O ile jeszcze na początku ubiegłego roku liczba oddziałów przekraczała 7 tys., o tyle na koniec 2017 r. było ich już tylko nieco ponad 6600 – wynika z danych Komisji Nadzoru Finansowego. Ubyło ich zatem ponad 400. Liczba filii, ekspozytur i innych placówek obsługi klienta zmniejszyła się o ponad 200, podobnie jak przedstawicielstw. Jednym z większych „winowajców" jest Raiffeisen Polbank, który zapowiedział wiosną optymalizację zatrudnienia i sieci placówek. W okresie od marca do września 2017 r. zamknął 86 placówek, a jego sieć skurczyła się do 188 punktów – przypomina PRnews.

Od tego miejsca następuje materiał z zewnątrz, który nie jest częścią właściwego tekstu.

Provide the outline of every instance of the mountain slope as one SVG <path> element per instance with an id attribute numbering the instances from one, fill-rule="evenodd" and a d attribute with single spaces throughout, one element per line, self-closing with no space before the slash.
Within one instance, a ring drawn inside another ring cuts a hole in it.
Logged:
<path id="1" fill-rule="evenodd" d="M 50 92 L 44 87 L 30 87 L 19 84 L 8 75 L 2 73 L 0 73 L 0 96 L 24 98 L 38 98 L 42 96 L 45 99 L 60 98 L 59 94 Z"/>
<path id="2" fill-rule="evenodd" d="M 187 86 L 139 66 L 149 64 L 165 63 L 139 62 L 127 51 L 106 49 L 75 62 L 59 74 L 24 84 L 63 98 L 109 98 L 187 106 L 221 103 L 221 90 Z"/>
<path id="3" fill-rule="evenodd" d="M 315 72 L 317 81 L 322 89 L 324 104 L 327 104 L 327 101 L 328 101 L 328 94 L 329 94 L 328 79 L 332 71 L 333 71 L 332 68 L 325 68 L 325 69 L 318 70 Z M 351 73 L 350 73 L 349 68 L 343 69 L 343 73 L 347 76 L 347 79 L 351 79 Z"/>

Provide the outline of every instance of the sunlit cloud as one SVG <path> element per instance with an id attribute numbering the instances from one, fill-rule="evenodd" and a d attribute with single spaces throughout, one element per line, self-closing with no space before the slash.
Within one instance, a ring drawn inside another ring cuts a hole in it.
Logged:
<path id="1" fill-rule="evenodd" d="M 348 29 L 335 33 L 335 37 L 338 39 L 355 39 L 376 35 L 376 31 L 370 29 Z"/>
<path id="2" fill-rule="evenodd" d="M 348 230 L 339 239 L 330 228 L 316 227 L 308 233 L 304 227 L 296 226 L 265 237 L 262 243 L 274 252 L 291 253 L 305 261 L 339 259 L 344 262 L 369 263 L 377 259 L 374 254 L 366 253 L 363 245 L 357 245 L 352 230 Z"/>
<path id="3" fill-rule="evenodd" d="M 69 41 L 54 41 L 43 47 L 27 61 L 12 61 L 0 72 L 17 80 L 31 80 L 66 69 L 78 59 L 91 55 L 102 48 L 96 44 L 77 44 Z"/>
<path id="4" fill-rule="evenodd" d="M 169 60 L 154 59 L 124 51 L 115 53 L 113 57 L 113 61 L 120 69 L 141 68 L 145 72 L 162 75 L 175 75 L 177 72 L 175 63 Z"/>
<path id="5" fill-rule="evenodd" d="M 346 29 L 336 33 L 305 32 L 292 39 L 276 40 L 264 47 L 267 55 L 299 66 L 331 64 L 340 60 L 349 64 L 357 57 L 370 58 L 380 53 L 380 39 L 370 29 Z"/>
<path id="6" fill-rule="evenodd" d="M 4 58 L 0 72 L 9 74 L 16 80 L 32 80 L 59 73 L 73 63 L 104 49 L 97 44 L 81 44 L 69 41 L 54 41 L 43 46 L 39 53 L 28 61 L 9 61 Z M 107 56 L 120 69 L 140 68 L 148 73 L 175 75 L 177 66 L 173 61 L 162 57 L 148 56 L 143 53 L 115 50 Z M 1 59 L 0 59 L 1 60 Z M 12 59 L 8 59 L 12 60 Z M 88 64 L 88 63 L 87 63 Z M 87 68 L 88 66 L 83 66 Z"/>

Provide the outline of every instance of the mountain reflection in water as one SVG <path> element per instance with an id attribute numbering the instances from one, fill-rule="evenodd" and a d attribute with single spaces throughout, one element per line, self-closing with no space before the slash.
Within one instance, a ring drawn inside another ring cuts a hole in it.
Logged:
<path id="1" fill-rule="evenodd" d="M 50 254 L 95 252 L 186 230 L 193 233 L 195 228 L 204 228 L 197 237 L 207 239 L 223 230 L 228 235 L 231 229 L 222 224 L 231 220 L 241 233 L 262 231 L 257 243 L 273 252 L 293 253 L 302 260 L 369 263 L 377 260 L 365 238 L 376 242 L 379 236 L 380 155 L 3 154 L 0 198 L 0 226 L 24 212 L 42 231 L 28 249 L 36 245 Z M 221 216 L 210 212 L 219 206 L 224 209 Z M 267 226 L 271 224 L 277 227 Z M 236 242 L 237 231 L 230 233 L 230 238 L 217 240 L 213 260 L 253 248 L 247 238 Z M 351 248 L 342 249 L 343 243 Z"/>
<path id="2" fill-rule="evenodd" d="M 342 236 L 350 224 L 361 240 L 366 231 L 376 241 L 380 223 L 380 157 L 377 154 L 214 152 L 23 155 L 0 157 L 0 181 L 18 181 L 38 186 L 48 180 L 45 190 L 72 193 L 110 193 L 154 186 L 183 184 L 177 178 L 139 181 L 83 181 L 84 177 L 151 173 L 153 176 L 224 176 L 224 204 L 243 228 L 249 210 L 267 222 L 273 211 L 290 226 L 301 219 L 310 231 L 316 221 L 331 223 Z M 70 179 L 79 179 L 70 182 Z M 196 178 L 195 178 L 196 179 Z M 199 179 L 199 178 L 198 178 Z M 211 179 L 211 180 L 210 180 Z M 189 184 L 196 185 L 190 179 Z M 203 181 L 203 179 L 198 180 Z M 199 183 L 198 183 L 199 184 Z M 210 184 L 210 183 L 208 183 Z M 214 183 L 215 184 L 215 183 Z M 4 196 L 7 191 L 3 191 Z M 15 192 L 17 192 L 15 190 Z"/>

Wraz ze zmniejszaniem liczby placówek maleje również stan zatrudnienia w bankach. Ale instytucje te likwidują nie tylko oddziały obsługujące klientów bezpośrednio. Getin Bank może zwolnić do 150 pracowników we Wrocławiu. Zamyka tam centrum operacji bankowych, a zadania realizowane przez tę jednostkę przenosi do oddziałów w Jastrzębiu-Zdroju i Warszawie. Pracownikom proponuje migrację za obecną pracą lub wsparcie przy znalezieniu nowej.

Ale spadek zatrudnienia to nie tylko zwolnienia. Często bowiem banki nie przyjmują nowych pracowników na miejsce osób odchodzących na emeryturę, a ich etaty likwidują.

Zatrudnienie w bankowości i liczba placówek spadły do poziomu z 2007 r., czyli sprzed tzw. hipotecznego boomu. Banki, szukając oszczędności, likwidują mniej rentowne placówki, a klientów zachęcają do korzystania z bankowości elektronicznej. Z raportów PRnews.pl wynika, że z bankowości internetowej aktywnie korzysta 15 mln, a z bankowości mobilnej 9 mln osób.